The key value really is the one you have defined near the start though
while 1
{
set $car maxtorque factor 0.5
Ideally you want to have that factor a variable too. That is the torque factor at min boost, and you move to 1.0 at max boost.
That figure is in a sense the responsiveness of the engine off-boost. A 1000bhp Skyline might need 0.3 for that factor, so until it gets some boost it's cutting out loads of torque.
A car like a 135i BMW that runs quite mild boost for only 270 > 300bhp vs the same family engine from NA > turbo, might have the torque factor at 0.8 for example, so 80% of the torque is always there, 20% comes with some lag...

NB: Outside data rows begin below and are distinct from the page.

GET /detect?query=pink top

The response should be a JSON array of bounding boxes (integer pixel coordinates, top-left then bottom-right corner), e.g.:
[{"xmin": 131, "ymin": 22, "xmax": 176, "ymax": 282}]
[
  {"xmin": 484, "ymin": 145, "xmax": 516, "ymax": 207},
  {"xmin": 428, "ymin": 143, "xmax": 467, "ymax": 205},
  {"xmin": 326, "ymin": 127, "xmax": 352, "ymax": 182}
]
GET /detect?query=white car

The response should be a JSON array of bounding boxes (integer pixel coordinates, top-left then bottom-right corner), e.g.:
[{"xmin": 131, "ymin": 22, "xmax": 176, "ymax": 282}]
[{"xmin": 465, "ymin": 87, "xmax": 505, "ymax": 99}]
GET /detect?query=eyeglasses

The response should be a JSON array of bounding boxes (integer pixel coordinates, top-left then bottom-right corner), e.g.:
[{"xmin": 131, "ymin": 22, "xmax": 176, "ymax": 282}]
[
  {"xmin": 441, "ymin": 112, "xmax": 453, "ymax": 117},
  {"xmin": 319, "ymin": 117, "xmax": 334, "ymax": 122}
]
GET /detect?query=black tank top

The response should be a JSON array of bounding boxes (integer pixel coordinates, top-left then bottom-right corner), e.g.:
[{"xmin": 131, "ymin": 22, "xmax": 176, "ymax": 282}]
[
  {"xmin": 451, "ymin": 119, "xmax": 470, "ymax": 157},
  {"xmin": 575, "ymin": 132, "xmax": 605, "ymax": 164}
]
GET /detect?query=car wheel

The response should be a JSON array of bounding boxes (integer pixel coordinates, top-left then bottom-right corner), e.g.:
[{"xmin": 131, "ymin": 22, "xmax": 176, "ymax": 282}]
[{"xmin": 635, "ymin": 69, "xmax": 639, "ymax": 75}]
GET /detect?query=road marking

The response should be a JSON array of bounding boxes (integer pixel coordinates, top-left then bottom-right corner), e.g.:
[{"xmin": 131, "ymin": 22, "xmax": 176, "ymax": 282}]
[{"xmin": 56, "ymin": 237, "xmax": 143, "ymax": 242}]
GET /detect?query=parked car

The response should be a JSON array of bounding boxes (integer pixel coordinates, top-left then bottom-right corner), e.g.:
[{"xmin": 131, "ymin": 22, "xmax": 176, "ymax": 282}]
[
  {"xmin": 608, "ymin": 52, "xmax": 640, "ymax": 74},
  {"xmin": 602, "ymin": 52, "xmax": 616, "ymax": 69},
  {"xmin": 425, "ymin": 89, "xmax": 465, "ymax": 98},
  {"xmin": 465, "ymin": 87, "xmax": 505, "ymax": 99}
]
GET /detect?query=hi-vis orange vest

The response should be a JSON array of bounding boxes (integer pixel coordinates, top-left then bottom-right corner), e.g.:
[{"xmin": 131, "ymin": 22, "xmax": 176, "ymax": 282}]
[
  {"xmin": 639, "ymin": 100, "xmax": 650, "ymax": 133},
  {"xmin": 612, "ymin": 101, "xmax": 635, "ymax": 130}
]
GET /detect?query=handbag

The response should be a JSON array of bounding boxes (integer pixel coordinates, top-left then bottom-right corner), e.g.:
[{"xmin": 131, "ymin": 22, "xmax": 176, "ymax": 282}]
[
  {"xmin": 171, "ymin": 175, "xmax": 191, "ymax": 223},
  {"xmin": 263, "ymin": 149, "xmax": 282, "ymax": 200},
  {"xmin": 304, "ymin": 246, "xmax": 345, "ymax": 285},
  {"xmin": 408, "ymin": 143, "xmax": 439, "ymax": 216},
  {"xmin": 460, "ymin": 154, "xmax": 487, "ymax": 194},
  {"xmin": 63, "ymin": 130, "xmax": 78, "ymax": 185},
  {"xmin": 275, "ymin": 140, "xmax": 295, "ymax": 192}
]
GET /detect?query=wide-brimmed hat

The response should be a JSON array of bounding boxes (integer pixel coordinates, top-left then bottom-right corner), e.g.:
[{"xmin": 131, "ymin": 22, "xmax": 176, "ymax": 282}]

So imo, you need to define that as a variable for users to tune.
The second problem is that the turbo is quite independent of engine rpm. A higher gear and slower progression through the revs usually gives boost sooner and at lower rpm. I think rpm are tempting to use in there, but are probably best left out altogether.
The last issue is that when you define your torque curve, you have a low-rpm torque gap where the turbo can't ever get fast enough in real life. The problem is your 'script' turbo is cutting torque all over, so the low-end will feel even more laggy while in real life it might not be at all.

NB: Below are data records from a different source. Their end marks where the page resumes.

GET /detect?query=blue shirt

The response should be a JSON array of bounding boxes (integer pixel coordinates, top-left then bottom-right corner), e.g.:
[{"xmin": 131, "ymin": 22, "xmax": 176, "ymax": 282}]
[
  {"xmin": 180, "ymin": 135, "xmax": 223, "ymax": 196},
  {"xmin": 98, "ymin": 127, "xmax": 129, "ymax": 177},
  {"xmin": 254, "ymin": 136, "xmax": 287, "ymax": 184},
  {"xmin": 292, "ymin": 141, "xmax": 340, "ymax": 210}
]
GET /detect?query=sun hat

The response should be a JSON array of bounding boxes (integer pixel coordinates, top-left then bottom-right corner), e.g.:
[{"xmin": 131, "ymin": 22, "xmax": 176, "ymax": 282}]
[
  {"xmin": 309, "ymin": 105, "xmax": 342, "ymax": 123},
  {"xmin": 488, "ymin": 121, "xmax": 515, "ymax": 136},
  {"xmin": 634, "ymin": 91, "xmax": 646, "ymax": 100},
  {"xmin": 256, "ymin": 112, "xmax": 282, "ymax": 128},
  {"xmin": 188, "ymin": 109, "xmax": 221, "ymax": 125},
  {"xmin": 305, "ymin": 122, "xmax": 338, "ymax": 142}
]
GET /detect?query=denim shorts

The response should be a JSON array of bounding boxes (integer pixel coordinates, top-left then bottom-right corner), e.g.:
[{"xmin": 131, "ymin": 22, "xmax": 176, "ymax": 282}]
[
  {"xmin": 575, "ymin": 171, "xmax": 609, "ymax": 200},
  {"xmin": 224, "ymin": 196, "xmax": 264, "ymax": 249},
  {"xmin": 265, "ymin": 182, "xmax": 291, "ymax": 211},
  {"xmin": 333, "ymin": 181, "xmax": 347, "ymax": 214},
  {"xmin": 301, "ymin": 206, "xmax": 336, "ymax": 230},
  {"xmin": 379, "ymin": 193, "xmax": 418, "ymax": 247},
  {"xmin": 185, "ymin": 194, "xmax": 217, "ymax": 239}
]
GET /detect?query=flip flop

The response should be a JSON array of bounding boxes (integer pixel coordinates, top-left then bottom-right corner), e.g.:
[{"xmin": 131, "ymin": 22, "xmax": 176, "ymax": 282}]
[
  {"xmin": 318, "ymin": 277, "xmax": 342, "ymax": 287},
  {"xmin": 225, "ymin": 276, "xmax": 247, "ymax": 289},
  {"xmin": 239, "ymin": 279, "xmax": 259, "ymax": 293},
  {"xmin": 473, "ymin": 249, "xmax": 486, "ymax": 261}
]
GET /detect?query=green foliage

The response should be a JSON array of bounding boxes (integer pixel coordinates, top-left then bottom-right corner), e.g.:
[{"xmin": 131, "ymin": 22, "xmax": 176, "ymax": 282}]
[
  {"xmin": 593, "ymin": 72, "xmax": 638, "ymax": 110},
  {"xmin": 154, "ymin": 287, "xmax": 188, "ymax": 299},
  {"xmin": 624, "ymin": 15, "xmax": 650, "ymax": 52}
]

So we need a way to compensate for that too. We could do with saying something like the initial max torque factor is adjusted by engine rpm and a pair of variables which it interpolates between, say for a 1000bhp Skyline a curve might build up from 3000rpm and hit peak at 4500rpm, so you would have max torque factor at 1 from 0-3000rpm, and then from 3000-4500rpm have it change to the new factor of say 0.3, so it gets laggy.

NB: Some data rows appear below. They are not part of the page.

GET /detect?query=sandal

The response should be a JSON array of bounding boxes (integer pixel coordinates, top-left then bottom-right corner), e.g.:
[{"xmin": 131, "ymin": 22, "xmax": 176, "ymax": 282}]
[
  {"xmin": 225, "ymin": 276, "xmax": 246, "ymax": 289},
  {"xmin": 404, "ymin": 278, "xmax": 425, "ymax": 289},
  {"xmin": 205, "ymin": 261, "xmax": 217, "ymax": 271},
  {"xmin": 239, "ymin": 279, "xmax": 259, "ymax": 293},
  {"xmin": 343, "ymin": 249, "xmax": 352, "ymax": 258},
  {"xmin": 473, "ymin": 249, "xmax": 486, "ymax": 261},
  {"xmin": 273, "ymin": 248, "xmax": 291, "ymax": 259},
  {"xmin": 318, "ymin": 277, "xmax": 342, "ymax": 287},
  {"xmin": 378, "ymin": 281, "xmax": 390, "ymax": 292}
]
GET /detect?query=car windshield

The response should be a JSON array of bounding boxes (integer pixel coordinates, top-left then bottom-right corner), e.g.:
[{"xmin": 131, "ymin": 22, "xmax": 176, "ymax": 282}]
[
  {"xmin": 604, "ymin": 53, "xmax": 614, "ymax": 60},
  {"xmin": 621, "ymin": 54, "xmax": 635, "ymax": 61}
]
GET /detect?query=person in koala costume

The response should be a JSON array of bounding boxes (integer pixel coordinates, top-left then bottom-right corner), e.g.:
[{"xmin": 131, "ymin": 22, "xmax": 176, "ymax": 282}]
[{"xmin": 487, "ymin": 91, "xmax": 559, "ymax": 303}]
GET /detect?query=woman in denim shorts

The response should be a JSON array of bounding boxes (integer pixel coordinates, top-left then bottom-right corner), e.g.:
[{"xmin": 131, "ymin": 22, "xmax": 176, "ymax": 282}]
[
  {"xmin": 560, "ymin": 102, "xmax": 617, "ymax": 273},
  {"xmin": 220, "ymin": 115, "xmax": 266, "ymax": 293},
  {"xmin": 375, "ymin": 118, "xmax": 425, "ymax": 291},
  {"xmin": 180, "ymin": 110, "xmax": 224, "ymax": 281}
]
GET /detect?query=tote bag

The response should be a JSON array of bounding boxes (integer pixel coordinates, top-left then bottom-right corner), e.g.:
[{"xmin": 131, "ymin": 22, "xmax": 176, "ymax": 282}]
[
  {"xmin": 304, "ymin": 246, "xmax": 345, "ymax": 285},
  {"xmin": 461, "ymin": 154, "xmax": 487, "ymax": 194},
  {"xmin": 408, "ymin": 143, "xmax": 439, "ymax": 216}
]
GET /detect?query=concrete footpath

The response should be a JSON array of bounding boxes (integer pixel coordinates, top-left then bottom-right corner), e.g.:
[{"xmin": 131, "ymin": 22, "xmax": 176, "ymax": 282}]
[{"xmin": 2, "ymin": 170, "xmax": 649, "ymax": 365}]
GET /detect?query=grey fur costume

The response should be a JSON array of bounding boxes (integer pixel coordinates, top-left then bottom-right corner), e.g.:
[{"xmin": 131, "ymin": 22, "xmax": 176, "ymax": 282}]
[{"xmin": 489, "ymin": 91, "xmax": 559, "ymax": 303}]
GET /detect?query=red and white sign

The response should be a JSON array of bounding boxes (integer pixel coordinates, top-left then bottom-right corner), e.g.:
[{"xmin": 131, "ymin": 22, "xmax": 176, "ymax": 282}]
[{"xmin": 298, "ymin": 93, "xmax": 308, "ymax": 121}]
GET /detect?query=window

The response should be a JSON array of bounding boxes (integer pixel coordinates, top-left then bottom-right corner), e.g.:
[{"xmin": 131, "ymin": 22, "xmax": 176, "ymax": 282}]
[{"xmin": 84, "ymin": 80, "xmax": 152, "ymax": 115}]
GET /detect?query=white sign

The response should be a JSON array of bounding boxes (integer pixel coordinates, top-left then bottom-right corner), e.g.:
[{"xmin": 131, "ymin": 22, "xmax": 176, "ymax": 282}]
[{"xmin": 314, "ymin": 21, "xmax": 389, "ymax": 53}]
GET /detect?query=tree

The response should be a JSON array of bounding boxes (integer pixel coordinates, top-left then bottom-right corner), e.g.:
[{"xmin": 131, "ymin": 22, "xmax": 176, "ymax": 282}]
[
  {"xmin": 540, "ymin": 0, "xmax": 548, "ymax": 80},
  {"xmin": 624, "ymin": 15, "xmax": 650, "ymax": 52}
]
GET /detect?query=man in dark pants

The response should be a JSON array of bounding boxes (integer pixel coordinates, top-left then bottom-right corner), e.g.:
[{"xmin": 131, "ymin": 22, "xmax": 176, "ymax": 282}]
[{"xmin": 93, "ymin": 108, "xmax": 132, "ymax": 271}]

Personally I think it's too complicated. Mine looks a bit like that now, but the reason I have too many variables is I'm chasing around problems which are generated by the above issues. Those above issues are more real ways to get a realistic turbo behaviour.
I'm aiming for a list a bit like this for user inputs.
spinup (rate it spins up)
spindown (rate it spins down)
boost (the value that moves around and defines how much instant torque you get)
boost threshold (where boost starts being added)
peak boost (where boost stops building up)
In theory that should be enough.
You can grab the turbo max speed as a notional amount from 1-boost... then you can just use spinup/spindown values in the appropriate magnitude range to work with the kinds of values that gives you (between 0 and 1)
I realised last night that having min/max speed defined, and spinup/spindown, just resulted in values that could all be worked up and down with the same end result.
Ie, half spinup, half spindown and half the max speed and it was the same for all intents and purposes. Max speed seems to be pointless to set by another user input variable. The magnitude of the variables is kinda irrelevant, what seems to matter is that they are 'tangible' variables that make sense wrt the real system
Looks like you were thinking the same things as me hehe, but the issue last night for me was the lag was all over, and on high boost engines (ie, not much torque at full throttle off boost vs on boost like a 1000bhp skyline) the low-rpm part of the torque curve was horrible... you do need a way to turn off the turbo effects there.
The only alternative is to add torque back in, BUT, that is dodgy because it's not how the system works irl. Imo, as you deviate from real behaviour logic, the further from reality it will react.